Pak Warno tak ingin ketinggalan. Ia menyela sambil menggaruk kepala. "Aku mah pernah ninggalin istriku di mall. Kupikir dia udah naik ke motor, jadi langsung gas pulang. Sampai rumah, eh, gak ada! Kupikir udah nyampe duluan. Ternyata dia masih di mall nungguin aku sambil nelpon berkali-kali!"
"Waduh!" sorak kami serempak.
"Yang lebih parah," lanjut Pak Purba lagi, "aku pernah isi bensin motor Vario keyless, tapi lupa kuncinya dibawa istri pulang duluan. Setelah isi, motor gak bisa dinyalain. Bingung, malu, akhirnya aku dorong tuh motor sampai rumah! Orang-orang lihat heran, 'Kok motor baru mogok?' Malu banget rasanya."

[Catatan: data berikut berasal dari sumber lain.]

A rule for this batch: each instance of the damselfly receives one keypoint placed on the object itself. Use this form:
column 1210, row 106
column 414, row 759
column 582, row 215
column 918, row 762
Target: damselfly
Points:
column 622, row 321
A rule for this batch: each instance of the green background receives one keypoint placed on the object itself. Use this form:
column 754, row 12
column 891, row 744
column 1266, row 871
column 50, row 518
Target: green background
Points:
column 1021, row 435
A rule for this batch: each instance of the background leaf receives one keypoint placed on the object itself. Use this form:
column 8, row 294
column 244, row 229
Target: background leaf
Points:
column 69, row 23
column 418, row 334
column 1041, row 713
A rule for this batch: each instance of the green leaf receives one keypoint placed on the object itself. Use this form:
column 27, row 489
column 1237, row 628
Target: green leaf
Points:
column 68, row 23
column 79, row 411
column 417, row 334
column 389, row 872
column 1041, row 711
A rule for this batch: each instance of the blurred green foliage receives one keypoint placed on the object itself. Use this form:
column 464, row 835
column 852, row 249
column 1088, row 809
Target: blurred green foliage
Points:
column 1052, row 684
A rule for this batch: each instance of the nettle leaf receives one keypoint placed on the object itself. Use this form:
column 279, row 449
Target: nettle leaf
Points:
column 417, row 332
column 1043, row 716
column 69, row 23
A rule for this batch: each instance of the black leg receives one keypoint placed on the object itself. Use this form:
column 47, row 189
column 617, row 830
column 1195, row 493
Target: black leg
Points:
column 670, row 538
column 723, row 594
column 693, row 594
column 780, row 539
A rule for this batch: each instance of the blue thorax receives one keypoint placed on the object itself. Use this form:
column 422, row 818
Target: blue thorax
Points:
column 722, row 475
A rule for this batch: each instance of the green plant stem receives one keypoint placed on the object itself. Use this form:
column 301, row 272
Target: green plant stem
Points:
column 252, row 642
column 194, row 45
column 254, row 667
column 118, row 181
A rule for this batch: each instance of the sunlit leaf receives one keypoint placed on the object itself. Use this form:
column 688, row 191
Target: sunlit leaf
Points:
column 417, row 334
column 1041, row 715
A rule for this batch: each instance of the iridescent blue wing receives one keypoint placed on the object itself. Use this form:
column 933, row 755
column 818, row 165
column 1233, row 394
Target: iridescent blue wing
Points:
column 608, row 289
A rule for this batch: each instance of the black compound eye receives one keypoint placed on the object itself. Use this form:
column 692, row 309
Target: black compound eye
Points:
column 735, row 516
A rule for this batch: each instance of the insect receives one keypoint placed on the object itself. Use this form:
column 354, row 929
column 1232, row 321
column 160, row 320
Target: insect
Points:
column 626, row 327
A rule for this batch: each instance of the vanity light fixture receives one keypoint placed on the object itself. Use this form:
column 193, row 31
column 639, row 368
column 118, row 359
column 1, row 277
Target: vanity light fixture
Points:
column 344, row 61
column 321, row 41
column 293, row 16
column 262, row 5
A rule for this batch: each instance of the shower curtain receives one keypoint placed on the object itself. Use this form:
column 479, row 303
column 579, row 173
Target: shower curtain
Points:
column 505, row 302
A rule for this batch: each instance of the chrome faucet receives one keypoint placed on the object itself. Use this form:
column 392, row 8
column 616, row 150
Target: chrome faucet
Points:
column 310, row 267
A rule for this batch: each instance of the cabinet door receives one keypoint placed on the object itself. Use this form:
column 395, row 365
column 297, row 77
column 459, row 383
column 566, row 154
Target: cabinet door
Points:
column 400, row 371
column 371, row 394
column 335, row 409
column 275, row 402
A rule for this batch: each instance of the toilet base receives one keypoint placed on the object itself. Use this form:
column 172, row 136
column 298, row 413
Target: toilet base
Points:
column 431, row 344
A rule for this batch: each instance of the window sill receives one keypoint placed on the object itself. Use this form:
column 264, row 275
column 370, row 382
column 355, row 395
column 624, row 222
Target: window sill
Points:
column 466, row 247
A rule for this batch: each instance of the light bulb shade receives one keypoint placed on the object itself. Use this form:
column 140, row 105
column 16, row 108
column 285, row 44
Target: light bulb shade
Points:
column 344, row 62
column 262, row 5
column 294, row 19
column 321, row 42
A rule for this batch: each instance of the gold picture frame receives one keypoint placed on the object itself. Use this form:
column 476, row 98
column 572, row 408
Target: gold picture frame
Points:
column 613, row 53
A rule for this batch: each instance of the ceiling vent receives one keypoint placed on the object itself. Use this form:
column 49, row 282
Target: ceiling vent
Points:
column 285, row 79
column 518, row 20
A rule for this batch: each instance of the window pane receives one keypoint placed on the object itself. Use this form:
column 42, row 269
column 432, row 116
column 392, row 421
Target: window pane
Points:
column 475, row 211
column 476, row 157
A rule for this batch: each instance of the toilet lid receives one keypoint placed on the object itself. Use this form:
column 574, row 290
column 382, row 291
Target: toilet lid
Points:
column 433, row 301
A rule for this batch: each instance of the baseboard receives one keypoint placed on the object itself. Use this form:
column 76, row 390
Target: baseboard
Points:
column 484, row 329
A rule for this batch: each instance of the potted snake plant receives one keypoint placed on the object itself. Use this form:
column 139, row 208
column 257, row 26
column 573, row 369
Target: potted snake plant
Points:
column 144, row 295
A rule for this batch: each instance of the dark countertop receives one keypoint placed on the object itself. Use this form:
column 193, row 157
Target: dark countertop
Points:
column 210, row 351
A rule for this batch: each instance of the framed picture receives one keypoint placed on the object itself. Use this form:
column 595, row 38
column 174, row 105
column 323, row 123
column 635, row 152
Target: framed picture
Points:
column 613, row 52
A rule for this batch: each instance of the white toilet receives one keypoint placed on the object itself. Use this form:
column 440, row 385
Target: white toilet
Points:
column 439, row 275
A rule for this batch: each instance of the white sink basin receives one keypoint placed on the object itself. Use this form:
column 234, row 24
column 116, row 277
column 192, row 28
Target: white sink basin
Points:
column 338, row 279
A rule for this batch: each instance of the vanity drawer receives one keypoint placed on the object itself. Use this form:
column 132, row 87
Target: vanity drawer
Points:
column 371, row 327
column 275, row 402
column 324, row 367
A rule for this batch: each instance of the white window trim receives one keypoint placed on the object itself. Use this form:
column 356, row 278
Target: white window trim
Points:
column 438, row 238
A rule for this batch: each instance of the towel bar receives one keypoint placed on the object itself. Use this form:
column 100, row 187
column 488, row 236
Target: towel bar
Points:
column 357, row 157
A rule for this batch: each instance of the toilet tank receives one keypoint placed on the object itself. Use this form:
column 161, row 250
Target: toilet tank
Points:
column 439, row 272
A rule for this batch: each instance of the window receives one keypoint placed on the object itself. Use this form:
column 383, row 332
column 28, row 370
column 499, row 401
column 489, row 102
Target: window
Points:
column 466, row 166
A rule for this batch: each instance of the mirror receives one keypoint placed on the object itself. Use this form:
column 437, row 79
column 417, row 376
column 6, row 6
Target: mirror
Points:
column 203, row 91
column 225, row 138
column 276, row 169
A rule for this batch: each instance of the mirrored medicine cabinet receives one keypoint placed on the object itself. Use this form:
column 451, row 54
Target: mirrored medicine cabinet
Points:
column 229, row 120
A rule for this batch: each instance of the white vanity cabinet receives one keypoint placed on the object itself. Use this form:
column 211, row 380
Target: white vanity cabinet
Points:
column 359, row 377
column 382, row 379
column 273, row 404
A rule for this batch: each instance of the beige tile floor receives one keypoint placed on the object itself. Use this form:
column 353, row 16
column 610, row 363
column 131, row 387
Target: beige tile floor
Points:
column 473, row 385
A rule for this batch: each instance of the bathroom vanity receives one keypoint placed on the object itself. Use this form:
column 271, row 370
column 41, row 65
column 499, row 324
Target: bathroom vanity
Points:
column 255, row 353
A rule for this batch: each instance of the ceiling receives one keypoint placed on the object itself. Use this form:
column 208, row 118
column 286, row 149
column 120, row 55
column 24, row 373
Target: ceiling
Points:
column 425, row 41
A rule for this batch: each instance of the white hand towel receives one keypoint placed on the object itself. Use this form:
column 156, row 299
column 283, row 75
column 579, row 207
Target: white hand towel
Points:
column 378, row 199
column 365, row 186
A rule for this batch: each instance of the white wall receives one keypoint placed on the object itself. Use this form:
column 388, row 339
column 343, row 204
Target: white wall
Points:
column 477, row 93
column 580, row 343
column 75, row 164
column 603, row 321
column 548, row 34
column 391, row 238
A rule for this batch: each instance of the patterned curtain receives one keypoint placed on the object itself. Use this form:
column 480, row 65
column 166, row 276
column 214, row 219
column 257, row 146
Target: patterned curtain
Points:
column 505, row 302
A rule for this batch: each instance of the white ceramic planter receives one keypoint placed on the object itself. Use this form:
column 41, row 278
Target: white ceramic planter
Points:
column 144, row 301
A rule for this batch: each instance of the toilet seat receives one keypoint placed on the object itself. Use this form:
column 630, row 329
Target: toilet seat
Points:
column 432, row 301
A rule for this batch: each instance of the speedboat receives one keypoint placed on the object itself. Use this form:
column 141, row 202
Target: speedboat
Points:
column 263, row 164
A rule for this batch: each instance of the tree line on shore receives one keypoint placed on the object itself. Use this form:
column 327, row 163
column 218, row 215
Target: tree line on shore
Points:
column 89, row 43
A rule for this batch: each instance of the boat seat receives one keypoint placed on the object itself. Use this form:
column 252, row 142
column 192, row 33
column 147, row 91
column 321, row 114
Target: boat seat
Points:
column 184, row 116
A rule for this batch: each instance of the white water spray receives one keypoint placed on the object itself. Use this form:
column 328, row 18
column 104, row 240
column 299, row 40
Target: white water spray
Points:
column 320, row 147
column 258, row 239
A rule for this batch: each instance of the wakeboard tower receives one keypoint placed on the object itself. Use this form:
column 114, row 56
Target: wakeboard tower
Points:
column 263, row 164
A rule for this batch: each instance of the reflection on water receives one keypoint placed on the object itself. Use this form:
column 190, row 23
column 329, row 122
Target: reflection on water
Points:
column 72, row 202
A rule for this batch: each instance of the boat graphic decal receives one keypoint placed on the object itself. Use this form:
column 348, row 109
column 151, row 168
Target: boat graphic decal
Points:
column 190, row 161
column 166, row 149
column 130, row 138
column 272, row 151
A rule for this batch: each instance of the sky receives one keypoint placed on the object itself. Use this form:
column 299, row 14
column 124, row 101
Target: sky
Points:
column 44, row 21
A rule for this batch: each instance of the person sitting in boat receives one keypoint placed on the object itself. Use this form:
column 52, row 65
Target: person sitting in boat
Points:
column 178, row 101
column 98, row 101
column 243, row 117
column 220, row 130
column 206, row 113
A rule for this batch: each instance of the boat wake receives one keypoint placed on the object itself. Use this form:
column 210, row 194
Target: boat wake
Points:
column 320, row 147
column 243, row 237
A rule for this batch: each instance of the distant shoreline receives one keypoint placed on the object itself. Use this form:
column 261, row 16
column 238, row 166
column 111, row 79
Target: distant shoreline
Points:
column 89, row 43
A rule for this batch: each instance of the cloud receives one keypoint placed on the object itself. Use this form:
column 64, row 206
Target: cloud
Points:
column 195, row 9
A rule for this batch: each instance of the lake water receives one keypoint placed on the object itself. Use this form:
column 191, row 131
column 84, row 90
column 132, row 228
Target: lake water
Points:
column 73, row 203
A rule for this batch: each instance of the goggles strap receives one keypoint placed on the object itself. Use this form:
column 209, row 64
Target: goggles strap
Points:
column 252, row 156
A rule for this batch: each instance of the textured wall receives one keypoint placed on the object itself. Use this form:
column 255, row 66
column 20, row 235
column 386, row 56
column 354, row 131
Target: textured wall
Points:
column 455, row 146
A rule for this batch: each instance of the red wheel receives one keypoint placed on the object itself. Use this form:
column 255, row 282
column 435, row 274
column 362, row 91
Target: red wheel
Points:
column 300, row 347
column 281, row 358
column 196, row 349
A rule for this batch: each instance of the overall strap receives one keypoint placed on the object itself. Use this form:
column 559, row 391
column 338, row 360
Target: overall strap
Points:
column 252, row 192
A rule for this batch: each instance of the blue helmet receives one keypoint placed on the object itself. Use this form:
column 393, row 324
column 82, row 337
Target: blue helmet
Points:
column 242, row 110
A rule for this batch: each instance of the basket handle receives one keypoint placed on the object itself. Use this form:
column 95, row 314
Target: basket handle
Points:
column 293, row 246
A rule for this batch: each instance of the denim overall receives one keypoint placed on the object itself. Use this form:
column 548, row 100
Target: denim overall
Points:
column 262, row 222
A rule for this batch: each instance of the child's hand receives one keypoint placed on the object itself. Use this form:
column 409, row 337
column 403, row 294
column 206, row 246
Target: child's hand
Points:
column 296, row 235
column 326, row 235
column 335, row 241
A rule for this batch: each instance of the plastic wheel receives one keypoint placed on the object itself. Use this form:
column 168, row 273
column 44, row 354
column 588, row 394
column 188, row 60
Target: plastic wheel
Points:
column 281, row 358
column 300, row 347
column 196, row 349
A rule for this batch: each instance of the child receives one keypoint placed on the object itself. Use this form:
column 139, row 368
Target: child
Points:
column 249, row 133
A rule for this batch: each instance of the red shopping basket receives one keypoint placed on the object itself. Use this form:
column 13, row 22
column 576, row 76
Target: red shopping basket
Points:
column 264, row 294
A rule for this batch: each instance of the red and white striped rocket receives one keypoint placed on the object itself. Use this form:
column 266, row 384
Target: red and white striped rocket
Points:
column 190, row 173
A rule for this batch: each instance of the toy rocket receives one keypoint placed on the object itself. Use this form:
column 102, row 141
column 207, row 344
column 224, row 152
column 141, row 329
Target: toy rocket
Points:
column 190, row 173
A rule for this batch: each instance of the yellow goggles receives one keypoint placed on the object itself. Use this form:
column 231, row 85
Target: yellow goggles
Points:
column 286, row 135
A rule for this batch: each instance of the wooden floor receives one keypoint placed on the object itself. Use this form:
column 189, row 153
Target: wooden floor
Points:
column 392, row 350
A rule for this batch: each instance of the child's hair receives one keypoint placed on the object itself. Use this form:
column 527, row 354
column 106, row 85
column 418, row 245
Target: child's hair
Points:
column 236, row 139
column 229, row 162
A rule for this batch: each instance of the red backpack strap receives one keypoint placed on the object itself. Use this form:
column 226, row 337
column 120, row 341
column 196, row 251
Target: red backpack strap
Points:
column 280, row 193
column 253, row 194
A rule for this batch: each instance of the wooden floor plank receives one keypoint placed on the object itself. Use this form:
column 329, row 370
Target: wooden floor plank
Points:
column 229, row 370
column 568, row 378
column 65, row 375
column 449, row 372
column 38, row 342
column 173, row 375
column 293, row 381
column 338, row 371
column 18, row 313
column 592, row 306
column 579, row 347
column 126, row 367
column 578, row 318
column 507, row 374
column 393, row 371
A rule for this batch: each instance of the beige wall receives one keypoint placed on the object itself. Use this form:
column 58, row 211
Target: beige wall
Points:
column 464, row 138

Kami tertawa lagi, kali ini sampai air mata keluar. Tapi bukan hanya karena lucu, melainkan karena hangat. Di tengah malam yang sepi dan dingin, ada keceriaan yang mengalir di antara kami---obrolan sederhana yang menjahit kebersamaan.
Malam itu, aku merasa bersyukur tidak mudik. Karena di sini, di tengah RT 04, aku menemukan kehangatan seperti di kampung halaman sendiri.
Hari berikutnya aku pun menulis puisi untuk mengabadikan cerita kami.
Tawa Tengah Malam
Di bawah langit kampung yang berseri,
bintang bertabur, remang lampu menyepi,
kami duduk melingkar di pos kecil bersaksi,
tentang cerita malu yang jadi tawa tak henti.
Ada yang rangkul pelayan disangka anak,
ada yang nyaris jadi juara tapi salah langkah,
ada yang tinggalkan istri di mall gegabah,
ada pula yang dorong motor, karena lupa kunci entah.
Aku pun berkisah, malu tak terkira,
membicarakan orang, eh... dia ada di belakang sana,
kuputar lidah, kutarik kata,
berharap tawa menghapus luka.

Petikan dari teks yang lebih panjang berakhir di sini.